My first blog sent from the city of Manchester, arguably the birthplace of modern Capitalism: “there are good reasons why those in the Southern Hemisphere view [the big NGOs] as the ‘mendicant orders of Empire’” (Michael Barnett in The International Humanitarian Order). So an appropriate location for an HCRI-Save conference on humanitarian effectiveness.
What is effectiveness? As with many concepts, the further one dissects it, the more wooly it becomes. So a nice generator of the sort of navel-gazing exercises that I find so stimulating and that consume a lot of humanitarian energy. That said, the discourse of effectiveness warrants being unpacked from a number of angles, especially within a political economy of aid. On that, two initial reflections.

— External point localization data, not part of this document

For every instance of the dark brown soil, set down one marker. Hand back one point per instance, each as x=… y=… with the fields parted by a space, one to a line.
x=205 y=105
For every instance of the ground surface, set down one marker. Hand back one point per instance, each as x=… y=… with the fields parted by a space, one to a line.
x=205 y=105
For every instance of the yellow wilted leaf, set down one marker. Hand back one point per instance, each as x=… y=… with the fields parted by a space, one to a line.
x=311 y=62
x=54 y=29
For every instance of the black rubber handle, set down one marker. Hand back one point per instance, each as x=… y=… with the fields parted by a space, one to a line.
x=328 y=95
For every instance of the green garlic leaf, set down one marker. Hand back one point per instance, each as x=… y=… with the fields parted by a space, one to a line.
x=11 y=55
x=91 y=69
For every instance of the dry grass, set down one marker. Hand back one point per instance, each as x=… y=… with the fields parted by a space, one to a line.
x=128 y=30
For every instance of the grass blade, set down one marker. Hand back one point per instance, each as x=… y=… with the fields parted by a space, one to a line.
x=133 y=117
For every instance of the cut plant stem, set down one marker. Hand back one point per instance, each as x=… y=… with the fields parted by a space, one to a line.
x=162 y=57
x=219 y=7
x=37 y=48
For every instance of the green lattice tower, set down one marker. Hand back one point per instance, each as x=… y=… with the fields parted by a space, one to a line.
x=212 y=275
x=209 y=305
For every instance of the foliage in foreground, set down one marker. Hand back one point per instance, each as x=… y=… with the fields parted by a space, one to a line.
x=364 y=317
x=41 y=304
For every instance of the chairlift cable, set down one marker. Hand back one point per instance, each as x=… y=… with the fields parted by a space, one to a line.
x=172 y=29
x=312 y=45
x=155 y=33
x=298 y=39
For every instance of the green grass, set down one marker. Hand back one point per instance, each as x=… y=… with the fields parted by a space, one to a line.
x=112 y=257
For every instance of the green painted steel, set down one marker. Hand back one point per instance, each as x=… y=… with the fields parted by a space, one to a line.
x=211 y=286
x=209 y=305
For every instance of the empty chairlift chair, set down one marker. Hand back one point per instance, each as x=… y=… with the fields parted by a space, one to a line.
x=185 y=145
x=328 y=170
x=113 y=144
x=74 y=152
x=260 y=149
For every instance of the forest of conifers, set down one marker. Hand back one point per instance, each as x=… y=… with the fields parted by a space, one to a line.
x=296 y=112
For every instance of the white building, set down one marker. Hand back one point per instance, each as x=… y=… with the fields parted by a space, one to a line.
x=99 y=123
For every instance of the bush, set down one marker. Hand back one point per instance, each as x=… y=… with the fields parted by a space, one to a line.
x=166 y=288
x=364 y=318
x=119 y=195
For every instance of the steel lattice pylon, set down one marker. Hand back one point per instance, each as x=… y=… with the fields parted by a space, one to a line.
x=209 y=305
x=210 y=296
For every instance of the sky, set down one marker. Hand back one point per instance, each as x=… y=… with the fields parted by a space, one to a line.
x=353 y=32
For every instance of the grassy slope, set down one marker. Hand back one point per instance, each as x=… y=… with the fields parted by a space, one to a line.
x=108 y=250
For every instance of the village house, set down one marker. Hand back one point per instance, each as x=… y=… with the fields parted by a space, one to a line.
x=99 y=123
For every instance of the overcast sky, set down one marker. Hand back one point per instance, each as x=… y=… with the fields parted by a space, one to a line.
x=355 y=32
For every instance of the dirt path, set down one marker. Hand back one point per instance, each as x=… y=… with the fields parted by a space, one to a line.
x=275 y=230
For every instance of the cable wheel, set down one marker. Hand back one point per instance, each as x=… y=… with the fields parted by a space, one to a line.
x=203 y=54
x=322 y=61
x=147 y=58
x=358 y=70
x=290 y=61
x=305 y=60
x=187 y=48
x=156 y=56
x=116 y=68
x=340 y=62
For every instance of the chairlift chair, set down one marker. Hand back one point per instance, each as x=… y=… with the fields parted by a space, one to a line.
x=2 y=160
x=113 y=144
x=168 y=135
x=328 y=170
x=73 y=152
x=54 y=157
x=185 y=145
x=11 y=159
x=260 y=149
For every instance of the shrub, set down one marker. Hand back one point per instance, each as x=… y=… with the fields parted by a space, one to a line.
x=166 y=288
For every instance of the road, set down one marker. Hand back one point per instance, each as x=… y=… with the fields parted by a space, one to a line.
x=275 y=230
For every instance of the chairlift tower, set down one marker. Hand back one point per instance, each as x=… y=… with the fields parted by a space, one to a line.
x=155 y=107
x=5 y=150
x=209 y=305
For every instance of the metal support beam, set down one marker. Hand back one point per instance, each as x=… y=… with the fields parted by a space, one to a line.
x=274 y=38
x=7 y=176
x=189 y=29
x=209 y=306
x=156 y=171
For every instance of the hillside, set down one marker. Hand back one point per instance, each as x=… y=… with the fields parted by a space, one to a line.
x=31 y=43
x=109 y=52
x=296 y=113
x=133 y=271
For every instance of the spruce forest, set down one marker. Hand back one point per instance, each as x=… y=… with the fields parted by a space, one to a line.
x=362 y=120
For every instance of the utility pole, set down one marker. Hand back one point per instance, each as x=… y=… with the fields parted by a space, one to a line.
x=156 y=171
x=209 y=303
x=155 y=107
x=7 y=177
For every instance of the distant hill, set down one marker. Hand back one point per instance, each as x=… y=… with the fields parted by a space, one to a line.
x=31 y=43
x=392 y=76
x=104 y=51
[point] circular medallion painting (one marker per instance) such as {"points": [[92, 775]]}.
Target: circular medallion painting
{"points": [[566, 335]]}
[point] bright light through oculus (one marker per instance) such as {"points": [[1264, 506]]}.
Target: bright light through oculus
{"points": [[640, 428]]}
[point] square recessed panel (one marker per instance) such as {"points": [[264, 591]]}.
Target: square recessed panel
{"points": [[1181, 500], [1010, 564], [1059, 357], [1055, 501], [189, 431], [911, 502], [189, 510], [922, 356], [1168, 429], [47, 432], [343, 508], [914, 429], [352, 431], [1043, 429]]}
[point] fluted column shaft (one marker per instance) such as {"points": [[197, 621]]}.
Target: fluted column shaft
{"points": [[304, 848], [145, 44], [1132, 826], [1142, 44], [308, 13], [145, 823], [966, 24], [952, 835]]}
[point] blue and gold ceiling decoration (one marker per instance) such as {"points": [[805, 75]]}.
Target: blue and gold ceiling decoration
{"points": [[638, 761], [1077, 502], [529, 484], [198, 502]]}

First, the ‘oligarchy’ of global western humanitarian NGOs uses the language of effectiveness to defend its turf, funding and power. Argument to donors: give us the money, because we are more effective than them. Here, ‘them’ refers to emerging NGOs from the global south, who are almost by definition going to come up short in terms of effectiveness. After all, it is the oligarchy’s definition of effectiveness in the first place, and the oligarchy has enormous advantages in terms of resources, experience, infrastructure, etc.
Second, the discourse of effectiveness sidesteps ethical issues. As somebody pointed out in one of the sessions, what is effective and what is right are two different questions. Those arguing for the supremacy of effectiveness miss the problematic reality of an aid industry that is often ineffective and unaccountable. Let’s be clear, aid is a tough business, and we should expect that it often falls short of being effective, no different than welfare programs in our home countries, which have regularly failed in efforts to lift the poor out of ghettos, improve public health or reduce drug abuse (for example). That is the nature of the work.
But there is a fundamental difference. There is something regrettable about our ineffective efforts to do good in our backyard and for ourselves. But there is something regrettable and unethical with our ineffective efforts to do good in their backyard, with their lives at stake, and yet where they have neither say over how it unfolds nor recourse when it does not go well.
Well said dear.
A fellow aid worker.
When somebody argues against effectiveness what does he argue for? Some areas of aid are like dentistry or car repair, where a process based approach is not really what we want. Quite a lot of millions are spend this way in development. And a lot of actors just don’t care whether the people affected by crisis get what they need. Effectiveness in e.g. cash delivery or food aid, is a baseline.
However, what I see is that effectiveness has become an Orwellian term to mean following processes declared effective by conventional wisdom.
Paris agenda, Busan are prime examples. In humanitarian I would classify coordination in the same category.